The Torah states that makas barad (hail) did not affect the wheat and spelt because כי אפילת הנה (for they ripen late). To explain the word afeilos, Rashi (Shemos 9:32) brings a medrash that says אפילת is derived from the word פלאות pla’os meaning wondrous miracle.

The Nesivos asks “What is the great wonder that the wheat and spelt were not destroyed? Indeed afeilos heina—they were still supple and were able to withstand the barrage of hail!” He explains that while it is true that they would not have been broken by the hail, but since the hail encased a fire, and fires broke out when the hail landed, the wheat and spelt should have been consumed in the widespread fires. So why were they not consumed? Because of pla’os — a wondrous miracle.

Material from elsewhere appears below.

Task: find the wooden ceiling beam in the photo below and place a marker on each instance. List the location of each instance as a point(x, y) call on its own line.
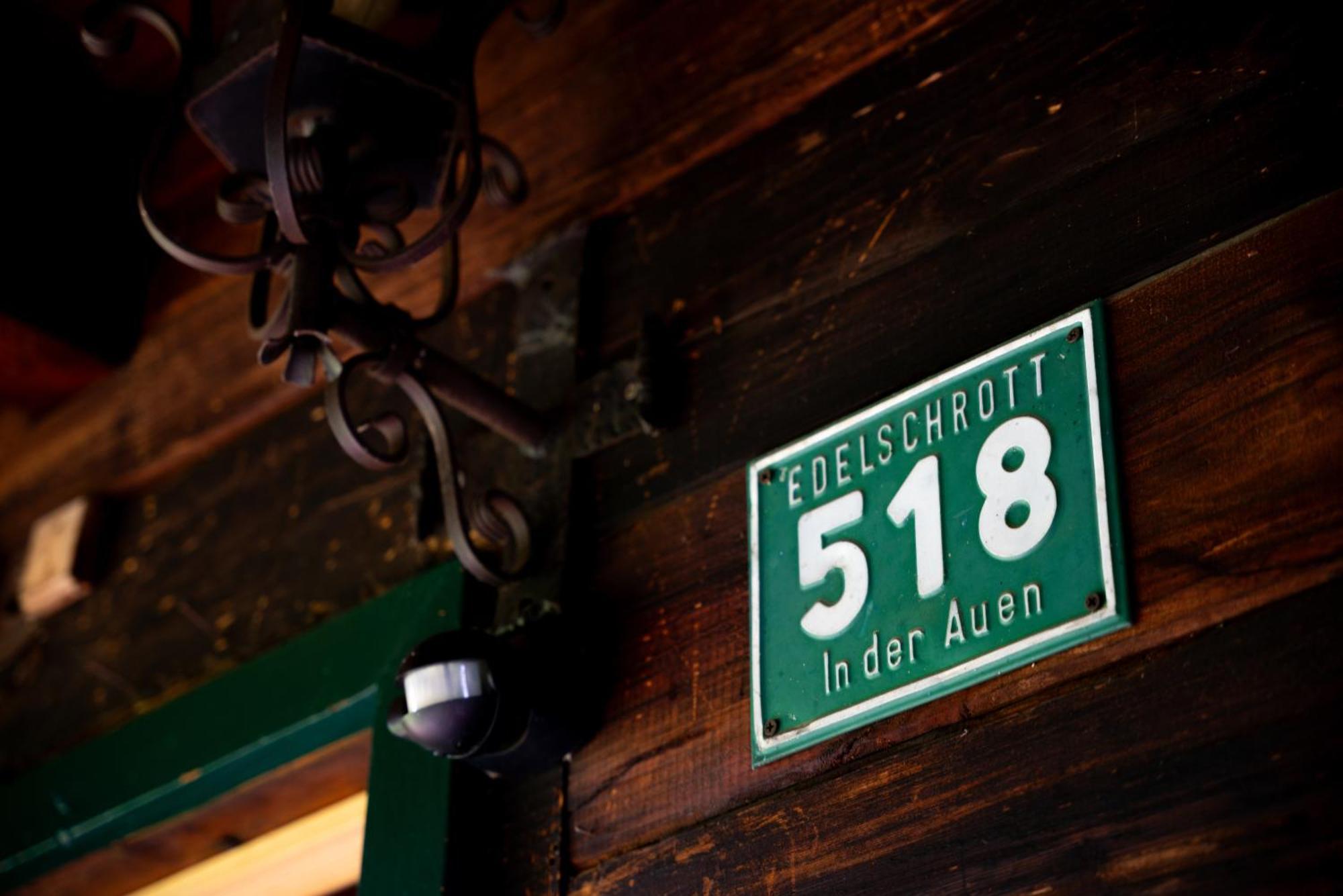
point(627, 95)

The Medrash tells us that the servitude to the Egyptians ended 6 months prior to this date, exactly before the time of planting these crops. Hence, these crops were planted by the Egyptians and not the Jews. Being that they were not a product of the physical labor of the Jews, Hakadosh Baruch Hu let the Egyptians benefit from the fruits of their own labor. In other words, Hashem made a miracle to show the Egyptians that they were being punished for abusing the Jews, but where there was no abuse, there was no punishment. This is indeed wondrous.

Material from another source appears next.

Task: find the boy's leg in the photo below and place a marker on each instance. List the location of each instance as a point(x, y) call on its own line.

On pondering this Nesivos, I was bothered that in makas arbeh and many of the other plagues, the Torah tells us that the Jews did not suffer. So again the question is what was so unusual here in makas barad. I would like to suggest that to make a distinction between the good and the bad is not so impressive. But the exactitude shown within this punishment of the Egyptians is truly wondrous.

As we reflect on Yetzias Mitrayim, we are reminded how Hakadosh Baruch Hu is involved in our own lives on a granular level, and takes into account nuances of what we do on a nano-level.